Baskara menilai masalah pelecehan dalam konser sudah genting, dan perlu tindakan lebih konkret.
“Ini sebenarnya ibarat gerbong KRL wanita sih. Jadi kayak solusi, tapi enggak menyelesaikan masalah. Kan kita sebenarnya berharap besok-besok enggak ada lagi SOS seperti ini karena acara musik secara umum sudah lebih aman dan nyaman,” ujar Baskara.
Dengan cara ini dia berharap siapa saja yang mau melecehkan orang dalam konser berpikir dua kali.
“Dari segi pelaku, dia bisa berpikir dua kali saat tahu penonton juga aware dengan tindakan-tindakan itu, jadi kayak semacam senjata kecil untuk menanggulangi mereka,” pungkasnya.
Menangani Pelecehan
Anindya Restuviani, Co-Director Hollaback! Jakarta, organisasi yang fokus mengadvokasi masalah pelecehan seksual di ruang publik, menjelaskan sebab pelecehan seksual dalam konser sebenarnya tak jauh berbeda dari pelecehan seksual di ruang publik lain: itu terjadi karena pelaku memandang korban sebagai objek seksual, “dan mereka mempertunjukkan punya kuasa lebih.”
Karena itu dia mengapresiasi taktik “SOS” yang digerakkan sejumlah musisi.

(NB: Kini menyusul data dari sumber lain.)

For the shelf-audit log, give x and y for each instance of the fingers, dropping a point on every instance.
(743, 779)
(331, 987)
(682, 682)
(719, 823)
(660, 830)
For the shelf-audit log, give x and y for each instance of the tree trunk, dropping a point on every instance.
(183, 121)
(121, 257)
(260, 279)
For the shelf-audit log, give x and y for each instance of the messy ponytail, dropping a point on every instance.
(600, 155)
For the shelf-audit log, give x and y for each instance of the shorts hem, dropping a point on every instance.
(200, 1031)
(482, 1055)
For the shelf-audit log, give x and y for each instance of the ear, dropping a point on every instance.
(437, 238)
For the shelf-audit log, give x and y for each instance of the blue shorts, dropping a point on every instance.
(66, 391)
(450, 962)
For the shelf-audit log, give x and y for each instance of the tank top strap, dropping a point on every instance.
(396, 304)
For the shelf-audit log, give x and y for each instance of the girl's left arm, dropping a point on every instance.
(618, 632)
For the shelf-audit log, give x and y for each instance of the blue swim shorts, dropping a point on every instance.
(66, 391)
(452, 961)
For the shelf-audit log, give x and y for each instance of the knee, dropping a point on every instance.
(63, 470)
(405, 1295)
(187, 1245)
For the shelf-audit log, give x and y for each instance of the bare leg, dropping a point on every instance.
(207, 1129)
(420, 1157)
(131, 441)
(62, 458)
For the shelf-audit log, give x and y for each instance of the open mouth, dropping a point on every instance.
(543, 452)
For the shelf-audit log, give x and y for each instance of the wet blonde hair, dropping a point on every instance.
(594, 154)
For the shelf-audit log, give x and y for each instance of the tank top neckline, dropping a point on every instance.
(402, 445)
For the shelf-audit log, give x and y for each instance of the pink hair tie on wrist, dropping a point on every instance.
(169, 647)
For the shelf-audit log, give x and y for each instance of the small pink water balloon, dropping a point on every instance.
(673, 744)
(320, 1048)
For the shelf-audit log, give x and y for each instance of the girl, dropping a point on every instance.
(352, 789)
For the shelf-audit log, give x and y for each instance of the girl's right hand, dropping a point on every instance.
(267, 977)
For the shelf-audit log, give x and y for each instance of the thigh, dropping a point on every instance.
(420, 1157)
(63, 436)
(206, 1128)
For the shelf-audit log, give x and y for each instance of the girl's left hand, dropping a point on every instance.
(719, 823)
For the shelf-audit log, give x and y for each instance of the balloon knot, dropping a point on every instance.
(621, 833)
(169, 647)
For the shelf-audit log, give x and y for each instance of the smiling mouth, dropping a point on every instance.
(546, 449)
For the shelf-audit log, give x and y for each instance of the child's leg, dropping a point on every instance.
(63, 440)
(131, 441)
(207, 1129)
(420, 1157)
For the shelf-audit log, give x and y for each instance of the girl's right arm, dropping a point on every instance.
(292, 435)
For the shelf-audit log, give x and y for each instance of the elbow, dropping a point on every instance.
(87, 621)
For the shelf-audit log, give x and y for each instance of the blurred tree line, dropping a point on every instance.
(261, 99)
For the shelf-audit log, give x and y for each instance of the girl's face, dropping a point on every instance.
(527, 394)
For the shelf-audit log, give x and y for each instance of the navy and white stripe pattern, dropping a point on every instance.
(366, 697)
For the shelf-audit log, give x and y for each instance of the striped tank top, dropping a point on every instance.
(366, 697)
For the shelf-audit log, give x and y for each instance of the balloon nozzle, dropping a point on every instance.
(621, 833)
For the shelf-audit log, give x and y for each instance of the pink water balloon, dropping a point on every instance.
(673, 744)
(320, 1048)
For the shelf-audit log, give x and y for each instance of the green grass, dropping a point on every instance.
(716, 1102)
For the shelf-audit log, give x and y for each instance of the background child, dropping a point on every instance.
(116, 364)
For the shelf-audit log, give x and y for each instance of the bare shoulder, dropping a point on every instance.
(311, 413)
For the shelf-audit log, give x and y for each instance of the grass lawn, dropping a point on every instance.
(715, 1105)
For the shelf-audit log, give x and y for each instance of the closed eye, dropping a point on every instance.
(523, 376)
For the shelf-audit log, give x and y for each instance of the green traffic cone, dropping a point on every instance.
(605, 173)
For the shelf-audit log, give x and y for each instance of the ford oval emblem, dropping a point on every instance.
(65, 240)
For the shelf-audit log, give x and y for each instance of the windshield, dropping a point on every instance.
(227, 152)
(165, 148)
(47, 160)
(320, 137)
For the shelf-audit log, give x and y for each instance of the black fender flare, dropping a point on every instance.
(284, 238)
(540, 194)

“Bagus saat ada musisi yang menyadari masalah pelecehan seksual itu ada dan melakukan sesuatu. Apalagi, penampilnya adalah laki-laki (Feast). Aku berharap penonton laki-laki bisa paham bahwa ini tidak bisa diterima,” ujar Anindya kepada reporter Tirto.
Selain SOS, menurut Andidya, ada lima hal lain yang dapat dilakukan penonton konser saat melihat adanya pelecehan seksual di sekitar mereka. Dia menyebutnya ‘5D’.
Pertama, direct, atau mengintervensi langsung ke pelaku. Kedua, distract, atau mengganggu pelaku. Contohnya, mendorong calon korban agar menjauhkan dari calon pelaku.
“Ketiga, delay. Ini yang sering banget kita lupa, yaitu bertanya perasaan korban. Mungkin bisa langsung bertanya ke korbannya, ‘mbak, saya lihat tadi, mbak enggak apa-apa?’” jelasnya.
Keempat, dokumentasi. Hasil dokumentasi tersebut untuk diberikan kepada korban, Korbanlah yang memutuskan untuk apa dokumentasi tersebut, termasuk jika itu akan dipakai untuk barang bukti.
“Terakhir, delegate. Jadi kita mendelegasikan ini ke pihak ketiga. Lapor, sih, sebenarnya. Ini juga yang akhirnya membuat dokumentasi itu penting, karena bisa menjadi bukti,” pungkas Anindya.